Jefri menekan tombol bel yang terletak di sudut tembok pintu gerbang kecil. Tidak menunggu lama, seorang satpam membuka pintu pagar dan mempersilakan ayah dan anak itu masuk, kemudian membawa mereka menuju ruang keluarga.
"Wah, rumahnya besar sekali!" decak Aldrin penuh kekaguman, "tapi, Yah, kenapa kita masuk ke rumah ini?" bisik Aldrin.
Mendengar ucapan anaknya, Jefri hanya mampu bergeming. Di sisi lain, Aldrin tampak terpesona dengan kemegahan rumah itu. Ini pertama kalinya ia memasuki rumah besar. Matanya terus berkeliling menelisik setiap ruangan yang dipenuhi barang-barang mewah.
Satpam itu terus menuntun mereka ke sebuah ruang kerja Tuan Adam. Setibanya di ruangan itu, Jefri benar-benar bertemu langsung dengan Adam dan Ardhilla yang telah menunggunya dari tadi.
Aldrin yang tak sadar akan kehadiran pemilik rumah, ia lebih menyibukkan diri dengan menyentuh beberapa benda etnik yang ada di sekeliling ruangan. Tiba-tiba terdengar suara lembut wanita yang membuatnya tersentak.

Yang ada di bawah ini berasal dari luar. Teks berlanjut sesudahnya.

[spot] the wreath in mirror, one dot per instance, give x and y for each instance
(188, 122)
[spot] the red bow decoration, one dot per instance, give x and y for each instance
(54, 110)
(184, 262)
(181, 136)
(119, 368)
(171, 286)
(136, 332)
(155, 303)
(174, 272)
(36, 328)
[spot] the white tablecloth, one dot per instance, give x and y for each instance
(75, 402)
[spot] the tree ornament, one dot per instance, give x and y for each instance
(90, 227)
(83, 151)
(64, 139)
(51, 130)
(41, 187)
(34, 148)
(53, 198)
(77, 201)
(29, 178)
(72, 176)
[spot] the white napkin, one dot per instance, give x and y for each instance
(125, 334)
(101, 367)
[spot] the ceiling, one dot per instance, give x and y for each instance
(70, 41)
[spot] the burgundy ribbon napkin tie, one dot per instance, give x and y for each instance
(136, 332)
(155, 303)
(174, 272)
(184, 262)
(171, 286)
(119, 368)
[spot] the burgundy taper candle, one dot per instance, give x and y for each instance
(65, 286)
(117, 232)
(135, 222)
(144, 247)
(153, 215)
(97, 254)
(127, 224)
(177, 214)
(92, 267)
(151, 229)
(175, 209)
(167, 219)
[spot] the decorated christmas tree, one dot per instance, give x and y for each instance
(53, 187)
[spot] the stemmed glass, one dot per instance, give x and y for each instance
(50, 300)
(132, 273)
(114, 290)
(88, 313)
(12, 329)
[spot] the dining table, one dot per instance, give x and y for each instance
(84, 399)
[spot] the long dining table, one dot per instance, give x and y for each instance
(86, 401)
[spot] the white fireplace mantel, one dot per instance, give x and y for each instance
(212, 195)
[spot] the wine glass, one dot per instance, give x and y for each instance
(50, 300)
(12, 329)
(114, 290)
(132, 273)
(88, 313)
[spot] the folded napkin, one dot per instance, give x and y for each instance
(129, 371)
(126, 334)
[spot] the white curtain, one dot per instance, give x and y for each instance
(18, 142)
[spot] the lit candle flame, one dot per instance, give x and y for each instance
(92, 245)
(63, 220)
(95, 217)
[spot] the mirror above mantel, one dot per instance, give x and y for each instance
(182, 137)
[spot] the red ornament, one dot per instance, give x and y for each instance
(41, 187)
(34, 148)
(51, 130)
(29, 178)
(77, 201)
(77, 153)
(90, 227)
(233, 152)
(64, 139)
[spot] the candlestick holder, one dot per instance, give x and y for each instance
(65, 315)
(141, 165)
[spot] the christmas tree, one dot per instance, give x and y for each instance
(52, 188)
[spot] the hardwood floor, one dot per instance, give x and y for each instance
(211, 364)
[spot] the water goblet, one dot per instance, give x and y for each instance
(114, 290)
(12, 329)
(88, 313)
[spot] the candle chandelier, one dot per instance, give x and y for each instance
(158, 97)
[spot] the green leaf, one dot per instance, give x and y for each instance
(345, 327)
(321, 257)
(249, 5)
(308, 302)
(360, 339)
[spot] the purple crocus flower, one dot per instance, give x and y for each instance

"Anakku!" panggil Ardhilla dengan mata yang berkaca-kaca.
Bocah kecil itu terhenyak ketika mendengar seorang wanita cantik menyebutnya dengan sebutan anak. Saking bingungnya, ia langsung melirik ke arah ayahnya yang mematung.
Ardhilla menghampiri anaknya yang tak pernah ia temui sebelumnya. Ia memeluknya dengan hangat. Meskipun ia mengambil anak itu karena sebuah tujuan, tapi tak bisa dipungkiri ia tetaplah seorang ibu yang bisa luluh hanya melihat buah hatinya.
"Kamu sudah besar, Nak," ucap Ardhilla sambil menatapnya dari ujung kaki hingga ujung rambut. Mata Ardhilla berbinar-binar penuh dengan kilauan kebahagiaan bercampur haru.
"Maaf, Tante siapa?" tanya Aldrin seraya mengerutkan dahinya. Ia mendongakkan kepala seraya menatap ayahnya yang masih mematung. "Ayah, dia siapa?" tanyanya kembali.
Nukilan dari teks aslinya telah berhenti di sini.